A critical vulnerability has been discovered in a popular WordPress plugin, "The HT Contact Form Widget For Elementor Page Builder." This flaw allows an unauthenticated attacker to move files on the server to arbitrary locations, which could lead to the exposure of sensitive configuration files or remote code execution. Successful exploitation would result in a complete compromise of the affected website, potentially leading to data theft and significant operational disruption.

The vulnerability exists due to insufficient validation of file paths within a function responsible for moving files. An attacker can manipulate the input parameters of this function, likely through a contact form submission, to include path traversal sequences (e.g., ../../..). This allows them to specify a sensitive source file, such as wp-config.php, and move it to a web-accessible directory like /wp-content/uploads/. Once moved, the attacker can download the file via their browser to steal database credentials and other sensitive configuration details, leading to a full system compromise.

This vulnerability is rated as critical severity with a CVSS score of 9.1. Exploitation could have a severe and direct impact on the business. If an attacker successfully moves and accesses the wp-config.php file, they will gain access to the website's database credentials. This can lead to a complete data breach, including the theft of customer information, intellectual property, and other sensitive data. Furthermore, this level of access could be leveraged to achieve remote code execution, allowing the attacker to take full control of the web server, deface the website, host malware, or use the server to attack other systems, causing significant reputational damage and financial loss.

Immediate Action: Immediately apply the security update provided by the vendor to patch "The HT Contact Form Widget For Elementor Page Builder" to the latest version. After patching, review web server access logs and file system integrity for any signs of compromise that may have occurred prior to remediation.

Proactive Monitoring: Implement continuous monitoring of server logs for suspicious activity. Specifically, look for unusual file system operations, unexpected POST requests to form endpoints containing file path syntax, and access attempts to sensitive files (e.g., wp-config.php) in unusual locations. Monitor for the creation of unexpected files, especially PHP files, within public directories like /uploads.

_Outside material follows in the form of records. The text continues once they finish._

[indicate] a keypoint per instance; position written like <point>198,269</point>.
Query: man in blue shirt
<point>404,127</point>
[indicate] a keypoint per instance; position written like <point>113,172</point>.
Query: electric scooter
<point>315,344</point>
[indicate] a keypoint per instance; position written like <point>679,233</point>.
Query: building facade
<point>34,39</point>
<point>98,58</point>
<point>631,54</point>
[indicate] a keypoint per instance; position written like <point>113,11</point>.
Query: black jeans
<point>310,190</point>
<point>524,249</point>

Compensating Controls: If immediate patching is not feasible, consider the following controls:

• Disable the Plugin: Temporarily disable and deactivate the vulnerable plugin until it can be safely updated.
• Web Application Firewall (WAF): Deploy a WAF with rules specifically designed to block path traversal attacks and malicious file uploads.
• File Permissions: Enforce strict file system permissions to prevent the web server process from reading critical files outside of its webroot or writing to non-essential directories.

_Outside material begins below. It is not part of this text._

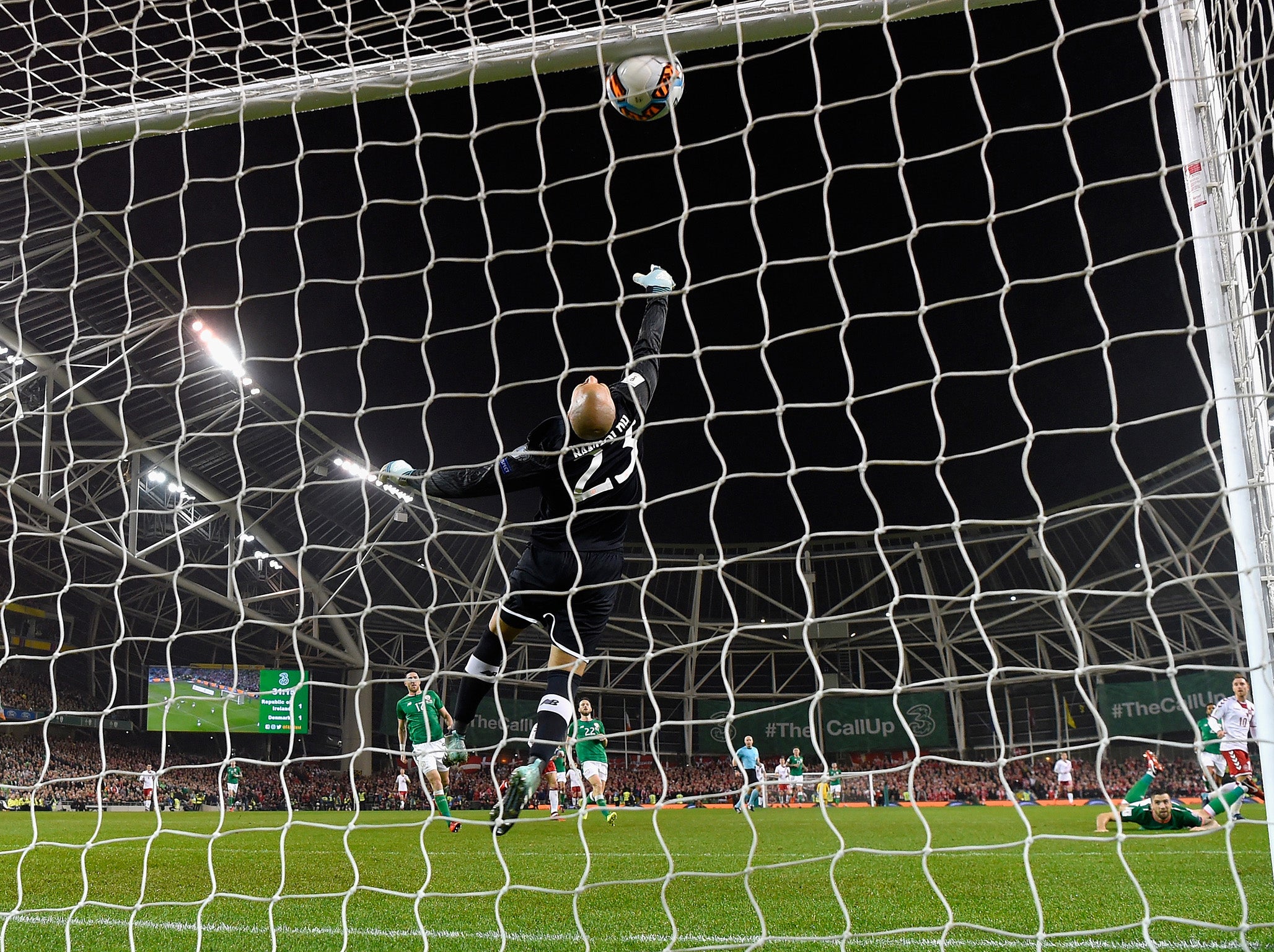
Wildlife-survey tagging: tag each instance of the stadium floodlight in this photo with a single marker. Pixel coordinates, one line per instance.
(372, 478)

Public Exploit Available: false

Due to the critical severity of this vulnerability, we strongly recommend immediate and prioritized action. The primary course of action is to update the affected plugin across all WordPress instances without delay. The risk of a full website and server compromise is high. If patching cannot be performed immediately, the plugin must be disabled until a maintenance window is available. The implementation of compensating controls like a WAF is recommended as a standard security practice but should be considered a temporary mitigation, not a substitute for patching.